Holoprosencephaly (HPE), the most common malformation of the human brain results from abnormal cleavage of the forebrain during the early embryonic developmental stages. The spectrum of malformations in HPE is wide, ranging from the classical cyclopia/proboscis to fairly asymptomatic forms [i.e. a single maxillary central incisor (SMCI)]. HPE may be caused by environmental or genetic factors. ZIC2 (13q32) was the second gene identified in which mutations cause HPE and recently a specific phenotype was ascribed to ZIC2-mutation HPE.

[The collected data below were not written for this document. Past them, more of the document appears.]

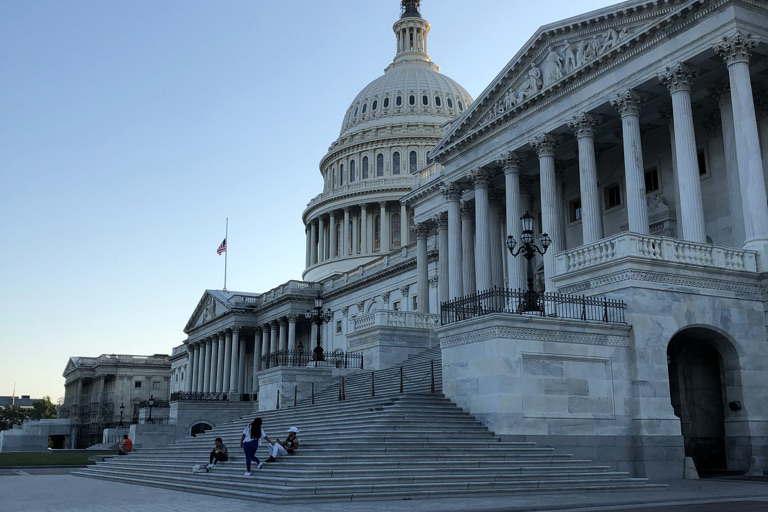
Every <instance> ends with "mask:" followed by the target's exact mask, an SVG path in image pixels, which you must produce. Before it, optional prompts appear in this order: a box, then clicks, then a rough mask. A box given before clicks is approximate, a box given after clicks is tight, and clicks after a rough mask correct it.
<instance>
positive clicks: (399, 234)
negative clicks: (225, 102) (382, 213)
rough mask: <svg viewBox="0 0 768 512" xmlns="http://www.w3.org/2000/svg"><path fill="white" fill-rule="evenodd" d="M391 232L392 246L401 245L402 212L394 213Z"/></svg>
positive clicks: (391, 224)
mask: <svg viewBox="0 0 768 512" xmlns="http://www.w3.org/2000/svg"><path fill="white" fill-rule="evenodd" d="M390 226H391V229H390V231H391V234H390V236H389V239H390V240H392V247H393V248H395V247H400V214H399V213H393V214H392V217H391V221H390Z"/></svg>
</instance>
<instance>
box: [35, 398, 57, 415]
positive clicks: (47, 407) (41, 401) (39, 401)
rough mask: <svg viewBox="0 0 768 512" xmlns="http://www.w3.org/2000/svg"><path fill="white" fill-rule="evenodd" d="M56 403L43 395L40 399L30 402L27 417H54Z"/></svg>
mask: <svg viewBox="0 0 768 512" xmlns="http://www.w3.org/2000/svg"><path fill="white" fill-rule="evenodd" d="M56 416H57V414H56V405H54V404H53V403H52V402H51V397H50V396H44V397H43V398H41V399H40V400H35V401H33V402H32V410H31V411H29V419H31V420H42V419H44V418H55V417H56Z"/></svg>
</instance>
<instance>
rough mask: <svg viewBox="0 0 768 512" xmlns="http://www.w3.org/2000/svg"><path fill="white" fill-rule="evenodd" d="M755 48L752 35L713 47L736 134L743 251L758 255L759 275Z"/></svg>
mask: <svg viewBox="0 0 768 512" xmlns="http://www.w3.org/2000/svg"><path fill="white" fill-rule="evenodd" d="M755 46H757V41H756V40H755V39H754V38H752V36H751V35H749V34H747V35H744V34H742V33H740V32H735V33H734V34H731V35H730V36H728V37H724V38H723V41H722V42H721V43H719V44H718V45H716V46H715V47H714V50H715V52H716V53H717V54H718V55H720V57H722V58H723V60H724V61H725V63H726V65H727V66H728V79H729V83H730V86H731V108H732V109H733V117H734V119H738V120H739V122H738V123H735V126H734V129H735V134H736V160H737V162H738V164H739V184H740V186H741V204H742V206H743V212H744V233H745V235H746V242H745V244H744V247H745V248H746V249H752V250H756V251H758V252H759V253H761V258H759V261H760V262H761V263H760V266H761V267H763V268H761V269H760V271H761V272H765V271H766V270H768V263H766V262H765V261H764V260H765V259H766V256H768V208H766V204H768V199H766V190H765V177H764V176H763V160H762V157H761V156H760V137H759V136H758V133H757V116H756V115H755V105H754V99H753V95H752V82H751V79H750V75H749V59H750V58H751V56H752V52H753V51H754V49H755Z"/></svg>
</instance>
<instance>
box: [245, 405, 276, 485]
mask: <svg viewBox="0 0 768 512" xmlns="http://www.w3.org/2000/svg"><path fill="white" fill-rule="evenodd" d="M262 439H265V440H266V441H267V442H268V443H271V442H272V441H271V440H270V439H269V437H268V436H267V434H265V433H264V430H262V428H261V418H254V420H253V422H252V423H249V424H248V425H246V426H245V429H244V430H243V435H242V436H241V437H240V446H242V448H243V451H244V452H245V476H251V461H252V460H255V461H256V469H261V466H262V463H261V461H260V460H259V458H258V457H256V450H258V449H259V444H260V442H261V440H262Z"/></svg>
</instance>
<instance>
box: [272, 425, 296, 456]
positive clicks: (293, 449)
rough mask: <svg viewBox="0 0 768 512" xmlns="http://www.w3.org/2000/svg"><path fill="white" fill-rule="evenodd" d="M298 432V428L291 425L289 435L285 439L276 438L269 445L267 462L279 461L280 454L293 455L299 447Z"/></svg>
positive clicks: (282, 454) (283, 454) (288, 433)
mask: <svg viewBox="0 0 768 512" xmlns="http://www.w3.org/2000/svg"><path fill="white" fill-rule="evenodd" d="M298 433H299V429H298V428H296V427H291V428H289V429H288V437H286V438H285V441H280V439H279V438H278V439H275V442H274V443H272V444H271V445H270V446H269V458H268V459H267V462H277V457H279V456H284V455H293V454H294V452H295V451H296V448H298V447H299V438H298V437H296V434H298Z"/></svg>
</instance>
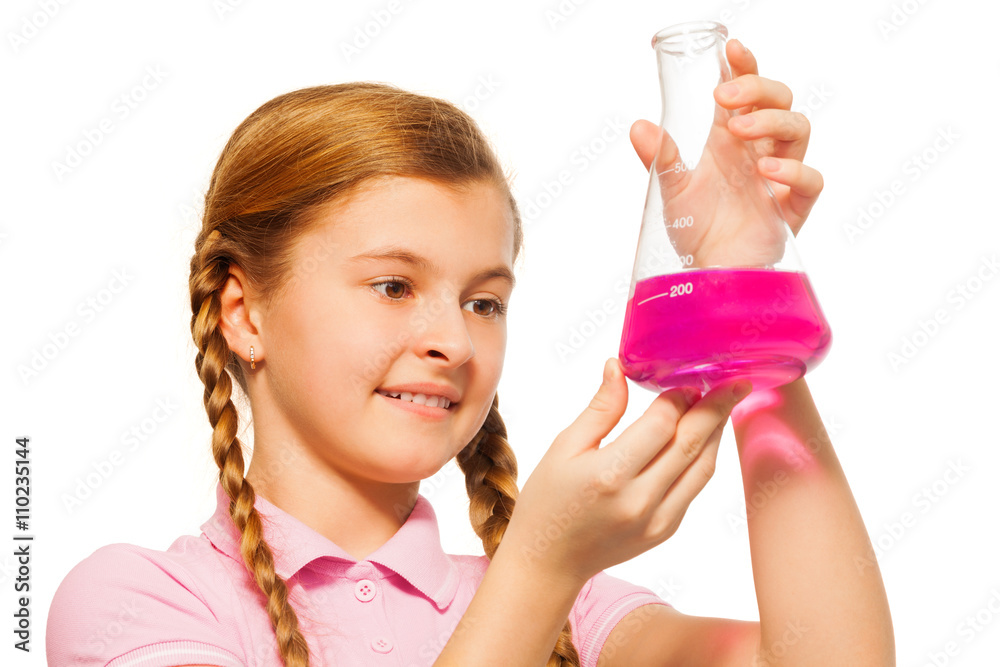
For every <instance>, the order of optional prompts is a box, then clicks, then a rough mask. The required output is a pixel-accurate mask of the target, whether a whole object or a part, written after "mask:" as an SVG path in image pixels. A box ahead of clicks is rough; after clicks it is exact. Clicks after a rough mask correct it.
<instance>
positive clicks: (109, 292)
mask: <svg viewBox="0 0 1000 667" xmlns="http://www.w3.org/2000/svg"><path fill="white" fill-rule="evenodd" d="M132 279H133V278H132V276H131V275H129V273H128V269H121V270H120V271H119V270H117V269H116V270H114V271H112V272H111V280H109V281H108V283H107V285H106V286H105V287H103V288H101V289H100V290H98V291H97V292H96V293H95V294H92V295H91V296H88V297H87V298H85V299H83V300H82V301H80V302H79V303H78V304H77V306H76V309H75V310H74V312H75V313H76V316H75V317H72V318H70V320H69V322H67V323H66V324H64V325H63V326H62V327H61V328H60V329H58V330H56V331H54V332H49V333H48V335H47V336H46V338H47V339H48V340H47V342H45V343H43V344H42V345H41V347H37V348H34V349H32V350H31V352H30V353H29V359H28V360H27V362H22V363H20V364H18V366H17V374H18V377H20V378H21V383H22V384H24V385H25V386H27V385H28V383H29V382H30V381H31V380H34V379H36V378H37V377H38V376H39V375H41V373H42V371H44V370H45V369H46V368H48V367H49V365H50V364H52V363H53V362H54V361H55V360H56V359H57V358H58V357H59V355H61V354H62V353H63V352H65V351H66V349H67V348H68V347H69V345H70V343H71V342H72V340H73V339H74V338H76V337H77V336H79V335H80V334H81V333H82V332H83V330H84V328H85V327H86V326H87V325H88V324H91V323H93V322H94V320H96V319H97V316H98V315H99V314H100V313H103V312H104V311H105V310H107V309H108V307H109V306H110V305H111V304H112V303H113V302H114V300H115V299H116V298H117V295H118V294H121V293H122V292H123V291H124V290H125V288H126V287H128V285H129V283H131V282H132Z"/></svg>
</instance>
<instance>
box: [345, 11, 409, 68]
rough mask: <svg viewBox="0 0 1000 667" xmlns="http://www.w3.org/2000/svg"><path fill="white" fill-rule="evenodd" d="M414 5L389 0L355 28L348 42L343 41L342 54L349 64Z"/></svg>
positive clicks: (348, 63) (363, 51)
mask: <svg viewBox="0 0 1000 667" xmlns="http://www.w3.org/2000/svg"><path fill="white" fill-rule="evenodd" d="M411 4H413V1H412V0H407V1H406V2H403V0H389V2H387V3H386V4H385V5H384V6H383V7H379V8H378V9H373V10H371V12H369V17H368V18H367V19H366V20H365V22H364V23H362V24H360V25H356V26H354V33H353V35H352V36H351V38H350V39H348V40H341V42H340V53H341V55H342V56H344V60H345V61H346V62H347V63H348V64H349V63H350V62H351V61H352V60H354V59H355V58H357V57H358V56H360V55H361V54H362V52H364V50H365V49H367V48H368V47H369V46H371V45H372V43H373V42H374V41H375V40H376V39H378V38H379V37H380V36H381V35H382V33H384V32H385V31H386V29H388V27H389V26H390V25H391V24H392V22H393V21H394V20H395V19H396V17H397V16H399V14H400V13H401V12H402V11H403V9H405V8H406V6H408V5H411Z"/></svg>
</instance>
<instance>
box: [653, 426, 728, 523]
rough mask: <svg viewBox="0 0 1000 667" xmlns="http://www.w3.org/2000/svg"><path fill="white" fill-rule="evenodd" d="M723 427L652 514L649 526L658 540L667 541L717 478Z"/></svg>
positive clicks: (709, 441)
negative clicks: (719, 453)
mask: <svg viewBox="0 0 1000 667" xmlns="http://www.w3.org/2000/svg"><path fill="white" fill-rule="evenodd" d="M722 430H723V429H722V427H721V426H720V427H719V428H718V429H716V430H715V431H713V433H712V437H711V438H710V439H709V441H708V443H707V444H706V445H705V447H704V449H702V451H701V453H700V454H699V455H698V458H697V459H695V460H694V462H692V463H691V465H690V466H688V467H687V469H685V471H684V473H683V474H682V475H681V477H679V478H678V479H677V480H676V481H675V482H674V484H673V485H671V487H670V488H669V489H668V490H667V492H666V493H665V494H664V496H663V499H662V500H661V501H660V504H659V505H658V506H657V507H656V509H654V510H653V515H652V517H651V518H650V526H651V527H653V530H654V531H656V532H658V533H659V535H658V537H659V538H660V539H661V540H662V539H667V538H668V537H670V536H671V535H673V534H674V533H675V532H677V528H678V527H679V526H680V523H681V519H683V518H684V514H685V513H686V512H687V510H688V507H690V506H691V502H692V501H693V500H694V499H695V496H697V495H698V494H699V493H701V491H702V489H704V488H705V485H707V484H708V480H710V479H711V478H712V476H713V475H714V474H715V466H716V460H717V458H718V455H719V443H720V442H721V441H722Z"/></svg>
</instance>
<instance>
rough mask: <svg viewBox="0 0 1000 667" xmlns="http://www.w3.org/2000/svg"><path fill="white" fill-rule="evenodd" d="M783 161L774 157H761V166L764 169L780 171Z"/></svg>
mask: <svg viewBox="0 0 1000 667" xmlns="http://www.w3.org/2000/svg"><path fill="white" fill-rule="evenodd" d="M780 166H781V163H780V162H778V161H777V160H775V159H774V158H773V157H766V158H763V159H761V161H760V168H761V169H763V170H764V171H778V168H779V167H780Z"/></svg>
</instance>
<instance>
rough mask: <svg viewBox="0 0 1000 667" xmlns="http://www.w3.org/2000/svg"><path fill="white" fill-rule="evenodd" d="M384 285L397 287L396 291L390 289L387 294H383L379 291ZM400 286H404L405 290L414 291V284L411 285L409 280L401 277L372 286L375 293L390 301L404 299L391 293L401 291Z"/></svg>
mask: <svg viewBox="0 0 1000 667" xmlns="http://www.w3.org/2000/svg"><path fill="white" fill-rule="evenodd" d="M383 285H389V286H392V287H395V288H396V289H392V288H391V287H390V289H387V290H386V293H385V294H383V292H382V291H381V290H379V289H378V288H379V287H382V286H383ZM399 285H402V286H403V288H404V290H412V289H413V283H411V282H410V281H409V280H406V279H405V278H399V277H393V278H391V279H389V280H383V281H381V282H377V283H372V285H371V286H372V288H373V289H374V290H375V291H377V292H378V293H379V294H382V295H383V296H384V297H386V298H387V299H389V300H390V301H399V300H400V299H402V298H403V297H402V295H400V296H393V294H391V293H390V292H396V291H398V289H399V287H398V286H399Z"/></svg>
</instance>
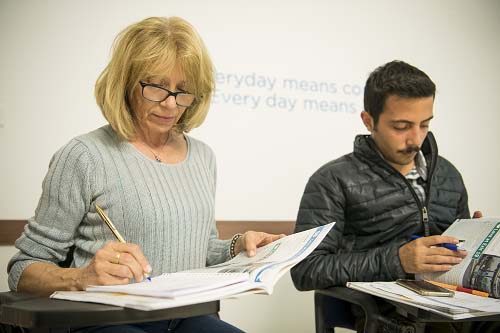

Earlier, we reported a boy presenting HPE and deafness. Cytogenetic analyses were normal. Using array-comparative genomic hybridization (aCGH), we found a de novo 129 kb del(13)(q32) encompassing ZIC2 and ZIC5. There is no evidence for the involvement of ZIC5 in human diseases. We reviewed the literature for ZIC2-ZIC5 deletions and their involvement in neural tube defects (NTDs).
Interestingly, we found evidence for a specific facial phenotype for ZIC2 gene deletion patients distinct from those with point mutations. In addition, based on the clinical data together with pathology, imaging and functional studies, we suggest an outline for a model explaining the genetic heterogeneity of ZIC2-ZIC5-associated NTDs and propose further studies for validation.